The Windsor Knot

This is the first book in a series where Queen Elizabeth secretly solves crimes whilst being royal and carrying our her queenly duties. I heard about it from a Harper Collins promotional email that included a blurb by Ruth Ware. (Speaking of royalty!) If anyone can name drop, it would be Her Majesty. Apart from the various Sirs and Ladies, the Obamas get a mention and so does Putin. Wow! Nobody likes Putin, least of all the Queen. There is so much charm in this book. “They saved the Bentley for special occasions, so it still smelled of fresh leather, rather than old dog and the cleaning fluid they used to disguise the smell of dog- with limited success.” Oh, how I wish that entry had come from my journal! Then there’s this, “The young man had had enough enough of that downstairs and there were only so many unorthodox lovers one could take at Windsor Castle in one night. Even Philip would think so, surely?”

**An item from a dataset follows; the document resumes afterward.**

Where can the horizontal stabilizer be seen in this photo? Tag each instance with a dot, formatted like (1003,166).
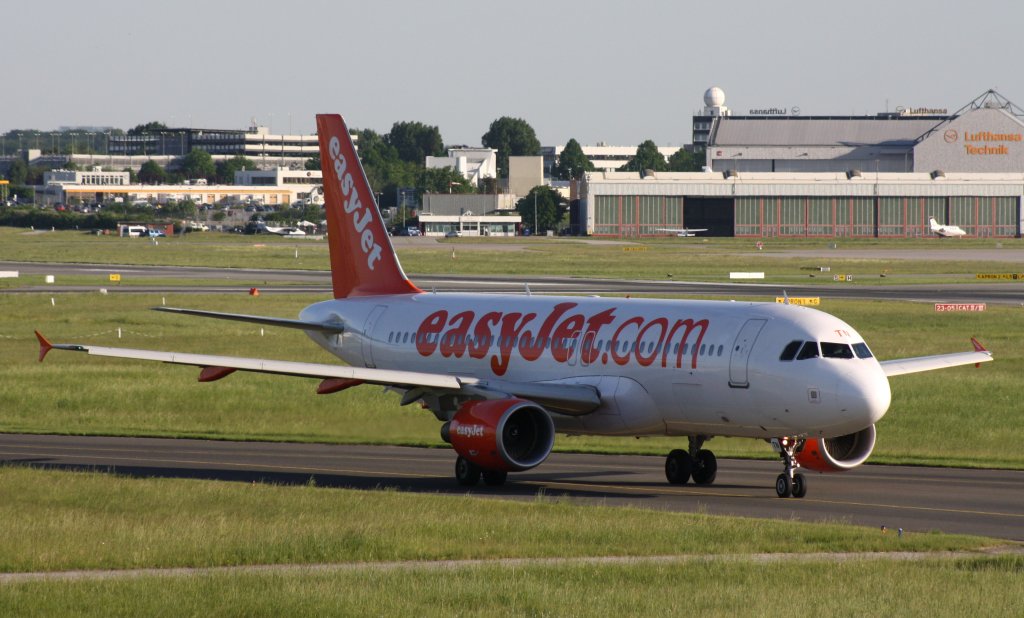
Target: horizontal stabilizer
(260,319)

Windsor Castle is definitely a character here. I visited Windsor on Sunday, August 17, 1986. I’m sure I enjoyed the tour, but I don’t have many memories, so I tried to find a book with a floor plan so that I could track Her Majesty’s comings and goings. The first book I got was a brief history, with tiny print and few pictures. I’m waiting on another that will hopefully have a floor plan. I’d like to track the geographic logistics of the movements of the suspects in the murder. Oh, I didn’t mention the murder yet? The royal couple hosted a “dine and sleep” in the early spring of 2016. Charles had added Yuri Peyrovski, a wealthy Russian whose support Charles was seeking for one of his pet projects, and Yuri’s beautiful wife, Masha to the guest list. For entertainment, Maksim Brodsky, a young Russian pianist performed, and unfortuantely became the murder victim. Law enforcement officials marveled at the audacity of one who would commit such a crime at Windsor Castle. But the Queen knew better, and proceeded to work quietly in the background with the help of her assistant private secretary, Rozie Oshodi, to direct the investigation in the right direction.

One last charming thing. The Queen was to perform an investiture in the Waterloo Chamber of the castle with the Queen’s Gurkha Orderly Officers in attendance. She had reintroduced the practice in 1954 by commanding that two Gurkha officers be nominated annually, requiring them to attend Her at official functions from time to time. Gurkhas were of Nepalese nationality recruited for the British Army. Gurkhas are synonymous with Nepal, the term derived from “Protector of Cows.” Am I alone in seeing the irony here?

THE BEAUTY: The attic corridors above the Visitors Apartments housed the Edwardian etchings which were deemed unsuitable for the downstars rooms.

Bolus is food that has been chewed and mixed with saliva in the mouth; in the stomach it is called chyme. But they sound like good names for a couple of Edwardian ne’er-do-wells.

THE FOOD: If the journlists can be believed, The Queen drinks 4 cocktails a day, the first one, shortly before lunch, is the Dubonnet Cocktail below. The others are, a dry gin martini at lunch, with a glass of wine and chocolate to end the meal. The last drink is at bedtime, a glass of champagne.

Dubonnet Cocktail

  • 1 ½ ounce Dubonnet
  • 1 ½ ounce London dry gin, preferably Beefeater
  • Orange twist, for garnish

In a mixing glass half filled with ice, combine the Dubonnet and gin, and stir until well chilled, about 30 seconds. Strain into a coupe glass. Squeeze the orange twist over the surface of the drink and drop it into the glass.

Drinking like the Queen on my deck! Although I’m not a big gin drinker, the Dubonnet cuts the taste of the gin, kind of like in a Negroni, which is another gin cocktail I like. Looks like I forgot the orange peel. Oh, well, I’ll have to make another one.